Referring now to FIGS. 4 to 6, there is illustrated a preferred embodiment of a liquid distribution means 10, consisting of a bank of spray pipes 18, disposed substantially in parallel and connectable, by means of a manifold 20, to a source of liquid. The spray pipes 18 extend across the individual corrugated cardboard sheets 3 of which the cross-fluted structure is composed. Spray pipes 18 have spaced-apart openings 22 extending along their axis. The diameter of openings 22, their spacing and their angular disposition around the pipes, as well as the size, shape and disposition of the spray impacting and sprinkling means 24 affixed adjacent to openings 22, are precalculated in accordance with various considerations, including the type of liquid used (its viscosity), the desired flow rate, etc. Sprinkling means 24 are configured to collect the liquid spray 26 exiting from openings 22 and to trickle drops of liquid into the array of inlet openings 4 of the evaporation media 2 located just below, practically forming a plurality of screens of drops and thereby assuring satisfactory distribution of liquid throughout the entire surface of the media. The trickling of drops of liquid into inlet openings 4, to be absorbed by the walls of the flutes, effects the wetting of the entire media, either directly or by capillary action, thereby maximizing the wet surface area of the media.

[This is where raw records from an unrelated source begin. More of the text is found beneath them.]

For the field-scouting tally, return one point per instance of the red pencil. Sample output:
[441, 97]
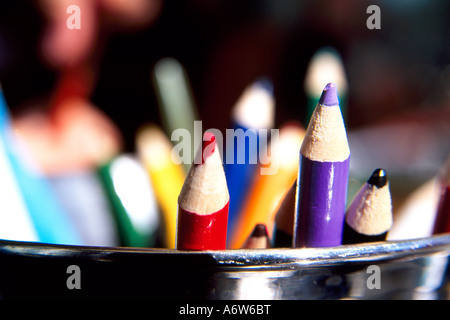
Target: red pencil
[442, 222]
[203, 202]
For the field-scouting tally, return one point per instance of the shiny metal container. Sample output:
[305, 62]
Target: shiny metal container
[413, 269]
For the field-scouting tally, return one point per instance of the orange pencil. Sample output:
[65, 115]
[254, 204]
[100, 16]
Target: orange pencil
[203, 202]
[268, 190]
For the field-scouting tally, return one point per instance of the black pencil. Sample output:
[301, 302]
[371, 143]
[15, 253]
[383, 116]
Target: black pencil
[369, 217]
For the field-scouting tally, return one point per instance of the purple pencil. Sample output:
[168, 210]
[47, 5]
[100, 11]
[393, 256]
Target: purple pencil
[323, 176]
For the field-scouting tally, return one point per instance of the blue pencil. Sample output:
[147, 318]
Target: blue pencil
[48, 218]
[252, 112]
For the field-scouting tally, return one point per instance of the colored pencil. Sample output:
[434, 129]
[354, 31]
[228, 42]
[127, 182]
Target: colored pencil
[203, 202]
[325, 64]
[258, 239]
[323, 176]
[132, 200]
[166, 176]
[442, 223]
[253, 111]
[369, 216]
[268, 190]
[416, 214]
[175, 99]
[284, 220]
[49, 219]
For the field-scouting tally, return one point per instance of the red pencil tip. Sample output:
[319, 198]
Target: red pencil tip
[208, 146]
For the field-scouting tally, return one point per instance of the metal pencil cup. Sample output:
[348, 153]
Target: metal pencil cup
[413, 269]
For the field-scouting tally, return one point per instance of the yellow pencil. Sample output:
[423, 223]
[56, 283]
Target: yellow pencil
[167, 177]
[268, 191]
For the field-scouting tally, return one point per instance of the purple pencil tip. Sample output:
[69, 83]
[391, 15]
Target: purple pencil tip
[329, 95]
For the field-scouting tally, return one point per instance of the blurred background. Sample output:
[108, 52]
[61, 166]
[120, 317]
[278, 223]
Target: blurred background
[397, 97]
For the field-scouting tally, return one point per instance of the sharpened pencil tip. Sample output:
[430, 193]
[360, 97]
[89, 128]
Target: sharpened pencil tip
[260, 230]
[329, 95]
[378, 178]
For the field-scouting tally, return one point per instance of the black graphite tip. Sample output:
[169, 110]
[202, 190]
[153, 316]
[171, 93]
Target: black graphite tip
[378, 178]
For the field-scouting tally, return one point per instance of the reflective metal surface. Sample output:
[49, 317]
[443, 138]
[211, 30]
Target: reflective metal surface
[415, 269]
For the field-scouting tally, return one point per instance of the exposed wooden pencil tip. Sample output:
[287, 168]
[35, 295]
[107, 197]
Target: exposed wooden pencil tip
[329, 95]
[378, 178]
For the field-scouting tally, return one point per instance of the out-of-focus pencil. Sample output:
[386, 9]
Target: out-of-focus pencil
[369, 216]
[442, 223]
[132, 200]
[176, 101]
[49, 219]
[253, 111]
[203, 202]
[166, 176]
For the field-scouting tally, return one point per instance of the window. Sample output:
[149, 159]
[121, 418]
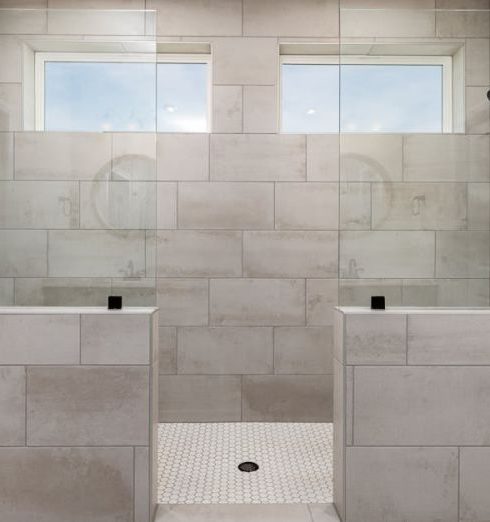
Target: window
[104, 92]
[366, 94]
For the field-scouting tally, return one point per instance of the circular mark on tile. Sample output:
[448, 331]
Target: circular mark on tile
[248, 466]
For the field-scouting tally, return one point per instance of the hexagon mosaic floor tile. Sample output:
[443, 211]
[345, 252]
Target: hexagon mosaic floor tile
[198, 463]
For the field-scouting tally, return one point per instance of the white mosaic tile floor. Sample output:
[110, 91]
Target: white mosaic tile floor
[197, 463]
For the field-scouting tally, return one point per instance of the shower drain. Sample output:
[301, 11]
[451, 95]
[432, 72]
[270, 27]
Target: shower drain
[248, 466]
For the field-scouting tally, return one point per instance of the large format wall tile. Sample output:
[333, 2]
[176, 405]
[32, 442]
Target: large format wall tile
[245, 61]
[257, 302]
[235, 350]
[402, 484]
[448, 339]
[375, 339]
[262, 157]
[34, 204]
[299, 350]
[226, 205]
[375, 157]
[203, 253]
[199, 398]
[60, 484]
[117, 339]
[39, 339]
[446, 157]
[117, 205]
[12, 405]
[24, 253]
[426, 406]
[59, 291]
[62, 155]
[413, 206]
[462, 254]
[6, 155]
[474, 479]
[290, 18]
[290, 254]
[182, 157]
[307, 206]
[96, 253]
[386, 254]
[182, 302]
[188, 18]
[87, 406]
[287, 398]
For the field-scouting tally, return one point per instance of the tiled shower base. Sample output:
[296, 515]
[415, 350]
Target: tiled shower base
[198, 463]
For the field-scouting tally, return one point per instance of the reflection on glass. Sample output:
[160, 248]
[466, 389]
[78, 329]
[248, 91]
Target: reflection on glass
[182, 97]
[118, 96]
[373, 98]
[310, 98]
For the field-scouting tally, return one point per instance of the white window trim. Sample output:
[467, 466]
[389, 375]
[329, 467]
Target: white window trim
[40, 58]
[445, 61]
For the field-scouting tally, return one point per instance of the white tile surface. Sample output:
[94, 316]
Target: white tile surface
[198, 463]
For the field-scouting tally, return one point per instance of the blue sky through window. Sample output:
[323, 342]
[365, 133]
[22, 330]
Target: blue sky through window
[110, 96]
[364, 98]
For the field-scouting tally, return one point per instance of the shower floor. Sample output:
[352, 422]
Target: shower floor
[198, 463]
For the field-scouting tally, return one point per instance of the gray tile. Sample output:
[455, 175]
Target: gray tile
[183, 302]
[258, 157]
[24, 253]
[62, 291]
[219, 205]
[96, 253]
[290, 254]
[462, 254]
[182, 157]
[90, 483]
[287, 398]
[189, 253]
[117, 339]
[117, 205]
[474, 479]
[386, 254]
[257, 302]
[39, 339]
[322, 157]
[62, 156]
[199, 398]
[375, 339]
[78, 406]
[299, 350]
[307, 206]
[245, 61]
[278, 18]
[422, 405]
[321, 297]
[12, 406]
[233, 513]
[419, 206]
[449, 339]
[402, 484]
[234, 350]
[446, 157]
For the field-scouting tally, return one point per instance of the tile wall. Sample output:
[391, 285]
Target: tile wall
[245, 238]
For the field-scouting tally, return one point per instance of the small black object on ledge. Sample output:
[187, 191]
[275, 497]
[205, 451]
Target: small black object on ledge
[378, 302]
[114, 302]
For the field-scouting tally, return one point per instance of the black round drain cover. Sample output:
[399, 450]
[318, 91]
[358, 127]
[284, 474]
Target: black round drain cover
[248, 466]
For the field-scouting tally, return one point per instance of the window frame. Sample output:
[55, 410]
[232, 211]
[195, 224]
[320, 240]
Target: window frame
[41, 58]
[439, 60]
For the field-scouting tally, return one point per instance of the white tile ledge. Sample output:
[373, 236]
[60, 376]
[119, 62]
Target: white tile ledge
[403, 310]
[62, 310]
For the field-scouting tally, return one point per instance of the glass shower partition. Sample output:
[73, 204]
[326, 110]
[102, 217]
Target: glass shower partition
[414, 125]
[78, 160]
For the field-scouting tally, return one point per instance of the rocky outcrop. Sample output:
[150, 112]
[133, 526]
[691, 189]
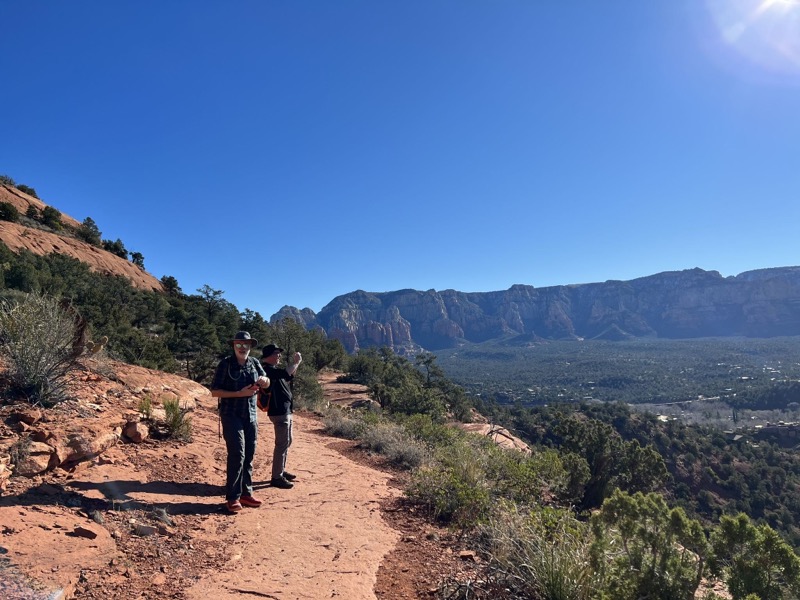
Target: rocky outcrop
[19, 237]
[676, 304]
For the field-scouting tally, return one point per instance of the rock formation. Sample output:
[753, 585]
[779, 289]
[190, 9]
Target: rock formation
[676, 304]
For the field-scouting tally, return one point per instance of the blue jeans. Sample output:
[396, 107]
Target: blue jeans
[240, 435]
[283, 439]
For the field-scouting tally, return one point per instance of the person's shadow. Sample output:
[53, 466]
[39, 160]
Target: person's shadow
[117, 496]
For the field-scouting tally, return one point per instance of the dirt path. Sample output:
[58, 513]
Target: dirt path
[95, 532]
[324, 538]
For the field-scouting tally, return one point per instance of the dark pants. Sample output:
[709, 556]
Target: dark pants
[283, 439]
[240, 435]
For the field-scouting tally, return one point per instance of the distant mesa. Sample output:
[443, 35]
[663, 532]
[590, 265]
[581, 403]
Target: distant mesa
[675, 304]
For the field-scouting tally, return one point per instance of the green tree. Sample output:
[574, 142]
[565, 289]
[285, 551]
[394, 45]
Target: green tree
[9, 212]
[753, 559]
[52, 218]
[116, 247]
[643, 549]
[89, 232]
[28, 190]
[171, 286]
[137, 258]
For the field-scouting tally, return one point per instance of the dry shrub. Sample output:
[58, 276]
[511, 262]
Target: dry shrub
[37, 338]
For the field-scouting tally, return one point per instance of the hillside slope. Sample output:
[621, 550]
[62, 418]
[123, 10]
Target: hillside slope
[18, 237]
[147, 520]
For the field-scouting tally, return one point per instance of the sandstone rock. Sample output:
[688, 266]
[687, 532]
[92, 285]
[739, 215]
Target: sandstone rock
[678, 304]
[136, 432]
[35, 458]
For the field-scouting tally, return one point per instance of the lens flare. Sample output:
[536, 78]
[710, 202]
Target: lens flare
[764, 32]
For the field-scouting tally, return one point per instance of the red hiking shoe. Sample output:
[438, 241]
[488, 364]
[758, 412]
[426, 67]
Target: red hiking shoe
[250, 501]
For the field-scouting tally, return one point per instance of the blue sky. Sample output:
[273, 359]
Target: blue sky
[290, 152]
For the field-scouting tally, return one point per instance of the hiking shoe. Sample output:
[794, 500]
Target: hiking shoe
[281, 482]
[250, 501]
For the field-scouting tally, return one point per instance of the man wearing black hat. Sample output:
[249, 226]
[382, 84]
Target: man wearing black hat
[236, 381]
[280, 411]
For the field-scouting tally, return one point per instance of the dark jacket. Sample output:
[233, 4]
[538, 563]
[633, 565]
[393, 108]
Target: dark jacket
[231, 376]
[280, 386]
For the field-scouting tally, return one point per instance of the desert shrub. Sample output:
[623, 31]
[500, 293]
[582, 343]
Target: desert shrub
[177, 421]
[543, 553]
[393, 442]
[20, 450]
[425, 429]
[36, 339]
[339, 424]
[146, 407]
[454, 488]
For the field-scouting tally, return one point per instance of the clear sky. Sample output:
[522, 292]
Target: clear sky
[289, 152]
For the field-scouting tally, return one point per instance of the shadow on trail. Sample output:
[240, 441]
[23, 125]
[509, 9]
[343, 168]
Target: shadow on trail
[117, 495]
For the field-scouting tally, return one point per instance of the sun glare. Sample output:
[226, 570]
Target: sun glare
[765, 32]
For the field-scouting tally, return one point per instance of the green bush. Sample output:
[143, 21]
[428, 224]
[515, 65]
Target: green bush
[37, 338]
[146, 407]
[393, 442]
[338, 424]
[540, 554]
[454, 488]
[8, 212]
[178, 423]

While in FIGS. 4 to 6 the impacting and sprinkling means 24 are configured as elongated, arc-shaped surfaces, it should be understood that many other configurations, such as planar surfaces, V-shaped surfaces, or the like, are also envisioned.
It will be evident to those skilled in the art that the invention is not limited to the details of the foregoing illustrated embodiments and that the present invention may be embodied in other specific forms without departing from the spirit or essential attributes thereof. The present embodiments are therefore to be considered in all respects as illustrative and not restrictive, the scope of the invention being indicated by the appended claims rather than by the foregoing description, and all changes which come within the meaning and range of equivalency of the claims are therefore intended to be embraced therein.